Soundtrack album by Mark Isham
- Released: June 7, 2005
- Genre: Instrumental, classical
- Length: 58:34
- Label: Superb Records

= Crash (soundtrack) =

Film soundtrack

Crash: Original Motion Picture Soundtrack is the soundtrack to the 2004 film of the same name. It was released by Superb Records on June 7, 2005, in a double-disc edition The album features 13 tracks from the original score composed by Mark Isham and two tracks—Kathleen York's "In the Deep" and Stereophonics' "Maybe Tomorrow", which appear in the film. The complete score was released on iTunes which had been arranged in the order of its appearance in the film, compared to the commercial CD release, which was edited, incomplete and in suite form. Crash: Music from and Inspired by the Film is the soundtrack containing the songs as heard in the film, released on the second volume of the same disc as the score.

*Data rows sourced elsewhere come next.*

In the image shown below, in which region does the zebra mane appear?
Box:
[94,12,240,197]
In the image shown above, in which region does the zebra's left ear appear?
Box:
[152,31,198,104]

== Crash: Original Motion Picture Soundtrack ==

=== Background ===
Isham was a friend of Paul Haggis who was eventually hired to score the film, before the production began. Haggis insisted him on the moments where the score was prominent—the fire at the car wreck, and the locksmith's daughter, with the gun—which were the brave moments, where the director has to believe in music. Isham said that in independent filmmaking, the most successful thing is finding fresh approach where due to minimal budget, he has to come up with "a clever idea to get a certain emotional impact, without all of the access to the tried-and-true" and create much as any film that costs a billion times more, comparing his film to that of Star Wars which had a huge budget.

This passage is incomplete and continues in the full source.